Ron Paul posted an “address” concerning the economic crisis on YouTube. Posted on a site I am sure your campaign staff advises you to not visit (for fear of what might happen if the news or anybody important caught wind that you read articles on this website), text from his address can be found on InfoWars.net.
This tidbit is of particular interest to me because it speaks to what you raised when you mentioned the Federal Reserve:
“You can't create money like we're doing in order to support the dollar, because ultimately it hurts the dollar and everything we do in Washington today whether its on the appropriations side, whether it's what the Fed is doing, buying up America, it's all putting pressure on the dollar. One of these days we're just going to have to wake up and say that we need to liquidate debt. This is malinvestment.”
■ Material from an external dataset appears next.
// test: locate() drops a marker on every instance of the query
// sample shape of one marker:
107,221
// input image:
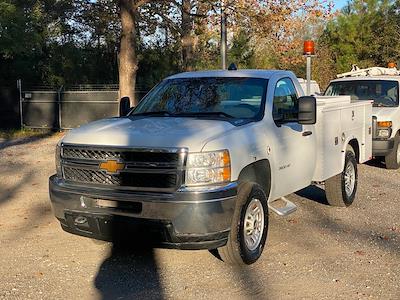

Ron Paul’s investigation, research, and knowledge of the free market led him to say more about the Federal Reserve:
“Our problems come first of all from the Federal Reserve. It is a monopoly and it controls interest rates artificially low, causes people to make mistakes, that's the basic source. But then on top of that in the Housing market we had the community reinvestment act which told investors that they had to loan to risky borrowers, and that was a risky complication. HUD contributes to this, FDIC contributes, it's called moral hazard, everything that we have done over here creates moral hazard, that is we assure people or assume that we will take care of everybody, just go out and create the risk, it is the opposite of the market place.”
The Federal Reserve IS at the center of the problem. If you cannot advocate for a radical shift in how the Federal Reserve operates, than you cannot possibly be for, as you say in your speech, “an end to a broken system in Washington that is breaking the American economy.” You cannot possibly be for, “change that makes a real difference in [our] lives.”
After quickly glossing over the Federal Reserve, you describe how Americans are reacting to the crisis on Wall Street. This is not news to many. And in fact, thank you for suggesting how we have been feeling the crunch since January. But, no thanks because the crunch was being felt when you began campaigning in January 2007 and perhaps even earlier.
Kathy Sanborn covers this specifically in her article posted on Information Clearinghouse Info (another site your staff should keep you from visiting). She specifically asks the following questions:
“Where were the mainstream media financial geniuses several years ago, when people like Joseph Stiglitz told us, via the Internet, that we were heading for a fiscal train wreck the likes of which no one has seen since the Great Depression?
Where were the TV pundits when Dr. Paul Craig Roberts told us, at least two years ago via the Internet, that we were going to lose our shirts, due to outsourcing and investing in “funny” money?
Where were the breathless media when economist Lyndon LaRouche declared, in an Internet webcast at least two years ago, that our financial system would be finished unless it went into bankruptcy protection?
Why weren’t everyday citizens informed through the so-called public airwaves that derivatives and exotic investments were the chief cause of our current financial turmoil, and not the so-called sub-prime mortgage loans?”
Now that everybody knows, now that it’s too late for the mainstream media to go back and incorporate Mike Whitney’s analyses into the coverage of our economy, now that the corporate media is crying to us that “the sky is falling”, it’s important to note that the media engaged in a whiteout of any information that Americans could have benefited from and then essential to ask, “What are you going to do about it?”